Maybe not yet, but AOL would certainly like political professionals to start thinking that way — with Google monopolizing search advertising and Facebook dominating the social space, AOL wants to own political display (banner) ads through its Advertising.com platform. Judging from conversations with AOL staff at a launch reception for the company’s new political advertising dashboard, AOL sees what Google and Facebook have done in the political space and sees an opportunity to build a new constituency for online display advertising, something that campaigns have tended to drop in favor of search and social advertising in recent years.

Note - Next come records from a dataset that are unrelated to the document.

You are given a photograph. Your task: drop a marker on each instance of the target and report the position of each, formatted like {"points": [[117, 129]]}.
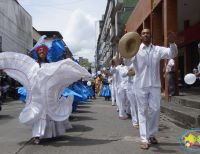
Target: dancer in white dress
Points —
{"points": [[45, 108]]}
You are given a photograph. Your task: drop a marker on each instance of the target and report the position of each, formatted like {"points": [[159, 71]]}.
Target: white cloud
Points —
{"points": [[80, 34]]}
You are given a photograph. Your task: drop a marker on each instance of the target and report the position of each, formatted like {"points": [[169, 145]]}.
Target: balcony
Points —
{"points": [[118, 4]]}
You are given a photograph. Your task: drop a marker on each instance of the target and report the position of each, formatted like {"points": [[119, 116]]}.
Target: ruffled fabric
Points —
{"points": [[43, 84]]}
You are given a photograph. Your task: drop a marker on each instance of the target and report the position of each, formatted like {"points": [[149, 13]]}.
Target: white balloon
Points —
{"points": [[89, 83], [190, 78]]}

What’s AOL offering? A combination of the broad and the specific: sites involved with Advertising.com reach a huge swath of online readers in the U.S. (more than any other content ad network), allowing AOL to put political ads in front of big pool of potential donors, volunteers and supporters, but crucially the company also has enough demographic data to let advertisers target all the way down to the Congressional district level. AOL’s political site pushes display ads for everything from fundraising to rapid response, and also includes guides to effective banner campaigns and to the specifics of their ordering system.

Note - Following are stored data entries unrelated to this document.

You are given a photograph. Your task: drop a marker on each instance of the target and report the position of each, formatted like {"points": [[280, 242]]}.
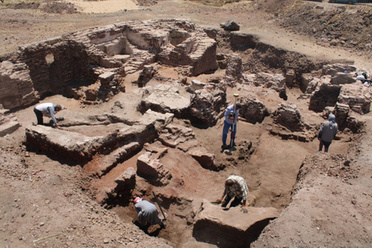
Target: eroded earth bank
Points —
{"points": [[143, 116]]}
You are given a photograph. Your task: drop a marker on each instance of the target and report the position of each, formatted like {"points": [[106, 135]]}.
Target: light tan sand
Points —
{"points": [[107, 6]]}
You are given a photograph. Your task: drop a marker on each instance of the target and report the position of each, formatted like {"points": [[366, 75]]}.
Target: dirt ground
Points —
{"points": [[48, 204]]}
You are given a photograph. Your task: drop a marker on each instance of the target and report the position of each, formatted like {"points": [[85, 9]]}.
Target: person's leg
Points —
{"points": [[320, 145], [226, 127], [236, 202], [39, 116], [233, 136]]}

Will people buy it? In some ways, display advertising is both blessing and curse — a blessing because it’s easy to explain to political consultants and candidates, a curse because banner advertising rarely lived up to its perceived potential in the earlier days of the web. AOL’s new venture does have advantages over past generations of display ads, though, in part because of the success of Google and Facebook advertising — over the past two cycles, campaigns have become more and more used to the idea that they should spend money on internet ads.

And while AOL’s ability to target ads by Congressional district is useful and can only be roughly approximated on Google and Facebook, the company’s other demographic info may turn out to be just as attractive — i.e., you want to reach moms? They’ll give you moms. You want Hispanics? They’ll give you Hispanics. Again, this is targeting that can be approximated on Google and Facebook, based on what people are searching for (Google) or the interests they’ve listed (Facebook), but AOL promises to deliver it directly.

So I bet we’ll see quite a few campaigns and outside groups try AOL this cycle, assuming the company’s sales reps do their jobs and spread the word (thinking about it, it almost seems weird that political display ads are so relatively rare). But whether or not this platform can become the third leg of a political advertising stool will depend on results — and AOL may find the ROI of Google Ads tough to beat.